Hilchenbach. Hans-Peter Hasenstab macht seine Leidenschaft zum neuen Beruf. Hilchenbachs Bürgermeister möchte in Zukunft brennen – Geiste, Gin und Whisky.
Auf diesen Coup dürfte sich Hans-Peter Hasenstab schon eine ganze Weile gefreut haben. „Nehmen Sie sich ein Wässerchen“, lädt er die Gäste seines Pressegesprächs in eigener Sache ein. Und stellt das Schnapsglas auf den Tisch. Der Hilchenbacher Bürgermeister hat in den letzten Monaten mit einer neuen Berufsausbildung begonnen.
Der erste Akt: das Studium am Institut für Lebensmitteltechnik der Hochschule Weihenstephan. Bayerns Landwirtschaftsminister Helmut Brunner hat vor wenigen Tagen den „Bayerischen Edelbrandsommeliers“ – darunter zwei aus Nordrhein-Westfalen – die Urkunden ausgehändigt. Der zweite Akt: der Besuch der landwirtschaftlichen Fachschule in Offenburg. Im Winter wird Hasenstab seine Ausbildung dort zur „Staatlich geprüften Fachkraft für Brennereiwesen“ abschließen, die er bereits im letzten Herbst begonnen hat. Der dritte Akt: die Eröffnung einer eigenen Brennerei. In Hilchenbach.
Geiste, Gin und Whisky
Eine Überschrift hat sich Hans-Peter Hasenstab auch ausgedacht: „Vom Meister der Bürger zum Meister der Brände.“ Der edlen Brände, betont er, „ich will mich auf Spitzenprodukte konzentrieren.“ Geiste werden das sein, Destillate aus dem, was die Früchte der Region so hergeben, außerdem Gin („ein hochaktuelles Produkt“) und Whisky. Nein, kein Grappa, betont Hasenstab, der ansonsten italienischen Gaumenfreuden nicht abgeneigt ist. „Das geht nicht mit derselben Anlage.“ Die Maische ist dicker. Man merkt: Die Themen, mit denen man in Zukunft mit dem Brennereibesitzer Hasenstab spricht, sind andere als die, die den Bürgermeister beschäftigen.

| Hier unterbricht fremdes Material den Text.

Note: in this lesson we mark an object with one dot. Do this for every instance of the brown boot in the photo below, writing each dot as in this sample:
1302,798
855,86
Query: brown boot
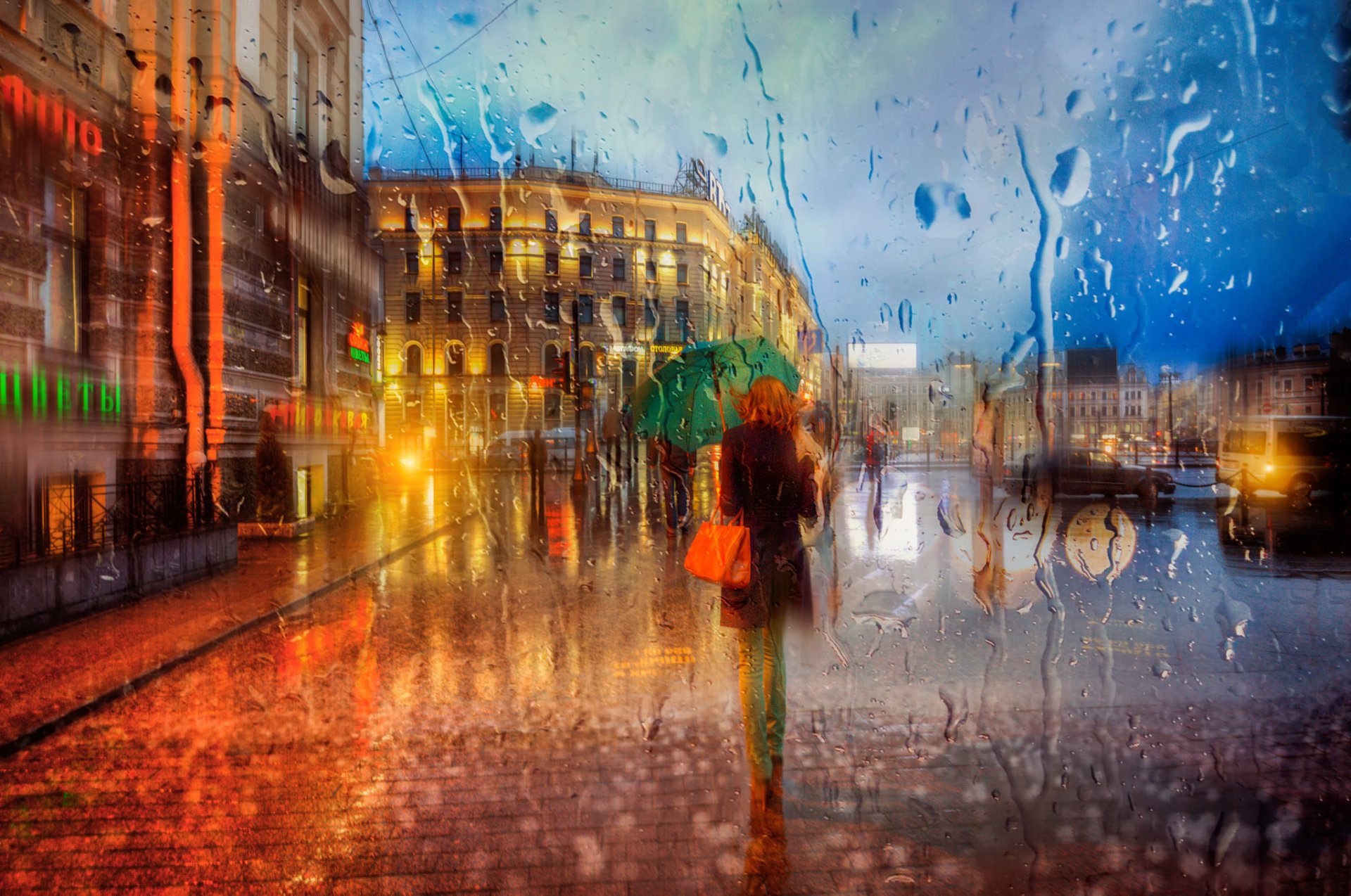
760,794
775,799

Ja, er sei selbst von sich überrascht, gibt Hans-Peter Hasenstab zu. „Das hätte ich mir vor einem Jahr nicht träumen lassen.“ Essen und Trinken seien bis dahin wichtige Themen gewesen. Aber nicht mehr, „eher eine persönliche Leidenschaft“. Dass nun mehr daraus werden soll, ist der Hilchenbacher Kommunalpolitik geschuldet: „Ich bin fast dankbar, dass die eine oder andere Verärgerung im Amt mir die Augen geöffnet hat für neue Perspektiven.“
Der Absturz in den Nothaushalt, das Gerangel um Steuererhöhungen, die Formierung einer gegen ihn gerichteten SPD-CDU-Ratsmehrheit nach der Kommunalwahl im Mai, seine Abwahl als Vorsitzender des Sparkassen-Verwaltungsrats: Hasenstab muss die Anlässe gar nicht mehr nennen, die ihn von der im Jahr zuvor gegebenen Zusage, für eine dritte Amtszeit zu kandidieren, abrücken ließen. Zumindest an diesem Freitagmorgen spricht er lieber über die Vielfalt der Aromen, die Komplexität der Sinneseindrücke, die Natur im Destillat. Auch wenn in dem Glas, das Hasenstab fürs Foto mitgebracht hat, nur Wasser ist. Nein, kein Schnaps. „Schnaps“ ist kein Wort, das der Sommelier in den Mund nimmt.
Ab Frühjahr 2016 auf dem Markt
Wie der Brand aus Hilchenbach heißt? „Ich habe den Namen noch nicht gesichert“, erklärt Hasenstab seine Schweigsamkeit, „es hat was mit dem Siegerland und Südwestfalen im weitesten Sinne zu tun.“ Wo die Brennerei steht? „Entweder bei mir zu Hause“, antwortet Hasenstab, oder in einem Ladenlokal am Marktplatz oder in der Nähe davon. „2,30 Meter Höhe braucht man schon.“ Platz sein soll natürlich auch für Verkostungen und für Schaubrennen, „das muss ein anständiges Ambiente bekommen.“ Derzeit befasst sich der angehende Geist-Brenner mit der Auswahl der Brennanlage, die – so der Plan – im Frühjahr 2016 das erste marktreife Erzeugnis produziert. Als Sommelier darf Hasenstab natürlich jetzt schon tätig sein, als Prüfer und Preisrichter Gold, Silber und Bronze vergeben.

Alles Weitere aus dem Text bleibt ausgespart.